The advent of TRECs and unbundled REC contracts would bolster the CPUC's new emphasis on smaller projects that face fewer development hurdles. It would also provide an opportunity for customer-sided distributed generation projects to access an additional revenue stream, further defraying the costs for homeowners to install DG PV systems. Currently, DG systems (with the limited exception of projects less than 3 MW participating in California's standard offer feed-in tariff) are not considered RPS compliant by the California Energy Commission.

However, in the RPS Eligibility Guidebook, the CEC notes it "will not certify distributed generation facilities as RPS-eligible unless the CPUC authorizes tradable RECs". If the TREC decision is approved, California may see a surge in the number of residential and commercial DG PV projects constructed since the project owners could register their RECs with the Western Renewable Energy Generation Information System and receive revenue from utility purchases of TRECs.

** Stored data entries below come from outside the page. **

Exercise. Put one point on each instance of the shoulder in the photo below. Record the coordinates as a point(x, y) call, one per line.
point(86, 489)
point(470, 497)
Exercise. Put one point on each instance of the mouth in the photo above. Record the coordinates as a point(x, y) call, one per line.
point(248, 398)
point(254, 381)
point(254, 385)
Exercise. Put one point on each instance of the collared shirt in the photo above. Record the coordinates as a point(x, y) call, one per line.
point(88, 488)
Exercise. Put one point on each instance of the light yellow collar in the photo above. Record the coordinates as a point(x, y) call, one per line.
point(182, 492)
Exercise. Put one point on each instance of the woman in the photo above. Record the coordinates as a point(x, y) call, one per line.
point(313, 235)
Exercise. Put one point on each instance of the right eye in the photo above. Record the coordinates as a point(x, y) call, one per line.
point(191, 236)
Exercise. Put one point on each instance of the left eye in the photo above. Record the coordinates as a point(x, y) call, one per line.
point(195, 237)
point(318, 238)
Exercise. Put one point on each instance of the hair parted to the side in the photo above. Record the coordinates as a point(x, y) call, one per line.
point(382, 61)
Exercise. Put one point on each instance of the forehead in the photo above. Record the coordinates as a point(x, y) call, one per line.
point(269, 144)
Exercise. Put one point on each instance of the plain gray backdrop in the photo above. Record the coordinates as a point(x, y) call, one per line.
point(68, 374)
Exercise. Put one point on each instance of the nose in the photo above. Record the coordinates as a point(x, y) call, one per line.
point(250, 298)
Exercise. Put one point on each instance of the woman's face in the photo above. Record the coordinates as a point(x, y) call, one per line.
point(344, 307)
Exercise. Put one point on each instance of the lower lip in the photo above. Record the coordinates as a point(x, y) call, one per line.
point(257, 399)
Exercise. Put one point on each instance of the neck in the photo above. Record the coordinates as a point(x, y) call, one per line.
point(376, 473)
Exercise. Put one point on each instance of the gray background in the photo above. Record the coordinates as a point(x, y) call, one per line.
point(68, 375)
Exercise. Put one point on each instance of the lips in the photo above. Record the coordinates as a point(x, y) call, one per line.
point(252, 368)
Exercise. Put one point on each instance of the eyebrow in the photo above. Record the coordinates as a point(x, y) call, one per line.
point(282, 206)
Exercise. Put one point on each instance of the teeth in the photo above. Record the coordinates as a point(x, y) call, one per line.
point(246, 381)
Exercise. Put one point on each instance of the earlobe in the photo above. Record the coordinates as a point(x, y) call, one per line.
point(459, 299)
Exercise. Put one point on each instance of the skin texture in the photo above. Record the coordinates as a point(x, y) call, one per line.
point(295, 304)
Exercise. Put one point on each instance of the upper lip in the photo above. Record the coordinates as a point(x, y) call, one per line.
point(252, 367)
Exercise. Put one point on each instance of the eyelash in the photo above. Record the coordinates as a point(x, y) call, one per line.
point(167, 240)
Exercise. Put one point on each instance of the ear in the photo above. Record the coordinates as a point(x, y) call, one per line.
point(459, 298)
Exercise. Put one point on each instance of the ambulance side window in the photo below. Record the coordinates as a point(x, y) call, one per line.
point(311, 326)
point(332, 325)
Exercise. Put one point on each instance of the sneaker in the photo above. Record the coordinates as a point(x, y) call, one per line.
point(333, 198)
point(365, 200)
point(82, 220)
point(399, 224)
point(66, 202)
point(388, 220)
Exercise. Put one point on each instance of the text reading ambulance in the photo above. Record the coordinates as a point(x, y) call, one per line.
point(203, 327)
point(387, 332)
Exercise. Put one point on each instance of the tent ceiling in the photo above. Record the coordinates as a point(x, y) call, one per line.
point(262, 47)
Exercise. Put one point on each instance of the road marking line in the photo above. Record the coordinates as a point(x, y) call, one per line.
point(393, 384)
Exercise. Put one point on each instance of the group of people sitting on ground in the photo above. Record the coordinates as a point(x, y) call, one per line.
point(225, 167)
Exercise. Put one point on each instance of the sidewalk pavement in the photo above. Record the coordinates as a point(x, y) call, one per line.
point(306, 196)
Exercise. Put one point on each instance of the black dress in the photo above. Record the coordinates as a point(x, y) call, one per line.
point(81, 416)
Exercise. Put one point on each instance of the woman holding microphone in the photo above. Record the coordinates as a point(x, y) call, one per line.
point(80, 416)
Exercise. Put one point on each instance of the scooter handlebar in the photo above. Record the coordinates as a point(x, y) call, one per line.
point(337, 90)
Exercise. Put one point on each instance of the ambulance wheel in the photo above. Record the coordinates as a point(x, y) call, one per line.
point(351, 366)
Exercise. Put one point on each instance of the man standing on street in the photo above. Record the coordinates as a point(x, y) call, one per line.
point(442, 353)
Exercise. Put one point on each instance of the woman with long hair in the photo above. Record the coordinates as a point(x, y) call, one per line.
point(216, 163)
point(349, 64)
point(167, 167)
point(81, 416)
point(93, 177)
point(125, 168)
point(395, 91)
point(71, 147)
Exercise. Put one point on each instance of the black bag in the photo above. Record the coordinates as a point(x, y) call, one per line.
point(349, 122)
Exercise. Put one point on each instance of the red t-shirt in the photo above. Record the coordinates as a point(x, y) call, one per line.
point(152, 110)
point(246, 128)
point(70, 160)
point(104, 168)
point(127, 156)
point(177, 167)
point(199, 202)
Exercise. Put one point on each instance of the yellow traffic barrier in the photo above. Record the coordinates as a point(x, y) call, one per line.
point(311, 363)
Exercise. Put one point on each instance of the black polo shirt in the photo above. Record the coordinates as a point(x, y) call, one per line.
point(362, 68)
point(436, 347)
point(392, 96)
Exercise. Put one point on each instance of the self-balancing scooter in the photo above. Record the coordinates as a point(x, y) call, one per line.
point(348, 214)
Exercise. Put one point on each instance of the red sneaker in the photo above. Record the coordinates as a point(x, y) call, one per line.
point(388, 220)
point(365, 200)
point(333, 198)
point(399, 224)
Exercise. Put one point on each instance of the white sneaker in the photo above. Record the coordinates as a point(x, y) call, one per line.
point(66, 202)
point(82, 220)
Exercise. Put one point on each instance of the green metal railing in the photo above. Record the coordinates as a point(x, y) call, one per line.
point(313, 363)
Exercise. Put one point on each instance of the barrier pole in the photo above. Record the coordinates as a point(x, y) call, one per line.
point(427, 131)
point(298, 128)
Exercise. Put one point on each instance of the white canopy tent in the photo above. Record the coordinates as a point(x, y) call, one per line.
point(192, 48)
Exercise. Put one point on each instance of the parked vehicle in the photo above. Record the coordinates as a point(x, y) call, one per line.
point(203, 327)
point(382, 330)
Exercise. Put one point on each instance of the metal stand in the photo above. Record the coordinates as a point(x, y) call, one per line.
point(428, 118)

The TREC program would be limited in scope during its first 24 months of operation. Under the proposed decision, utilities may only use TRECs for 40 percent of their annual RPS compliance and the TRECs themselves would be subject to a price cap of $50/MWh. This price cap is equal to the compliance penalties the CPUC assesses to utilities who fail to meet annual RPS goals. The 40 percent limitation was implemented to "maximize the benefits of reducing California's fossil fuel use and gain the attendant benefits of reduction in air pollution, improvement in public health, and reduction in energy price volatility" consistent with the development of in-state renewable capacity, according to the CPUC. Otherwise, the CPUC argues California's utilities could purchase TRECs off WREGIS from projects in any WECC state, thus depriving developers in California of the incentive to develop in-state projects.

Comments on the proposed decision are due at the end of January, with implementation expected to begin on March 1, 2010. In the first years of the program, the CPUC - as well as most utilities, ratepayer advocates, non-profits, and developers who have provided comments to CPUC - acknowledge that demand for TRECs will exceed their available supply. This is largely because all RPS-eligible projects under development already have PPAs that bundle RECs and electricity. Additionally, a provision in the proposed decision would prevent utilities from unbundling RECs from PPAs with facilities under development for the first three years of operation.

In the absence of a price cap on TRECs, the CPUC acknowledges a limited supply would have the same upward impact on TREC prices as a fast approaching compliance deadline has on the price of bundled RECs. Additionally, all things being equal, we can assume a utility would much rather purchase a high-priced TREC and pass the cost on to is customers than force its shareholders to pay a $50/MWh compliance penalty. The CPUC authorized the $50/MWh price cap on TRECs to avoid this situation.

The major long-term impact of the TREC decision is the added flexibility it gives California's utilities in meeting their RPS goals. It may also stimulate additional project development in states where demand for RECs is low or where utilities have made sufficient progress towards their RPS goals, like Nevada or Colorado. Finally, the TREC program could provide an additional source of growth for California's customer-sided DG PV market because owners of these systems could register their RECs with WREGIS and receive revenue from utility purchases. Ultimately, an unlimited TREC market in California could provide fluidity to the notoriously lumpy market for large-scale project development. Incentivizing developers to construct renewable energy projects without bundled contracts may provide a market opening outside the RPS RFP process, leading potentially to a development market that is similar to the one that exists for traditional generation.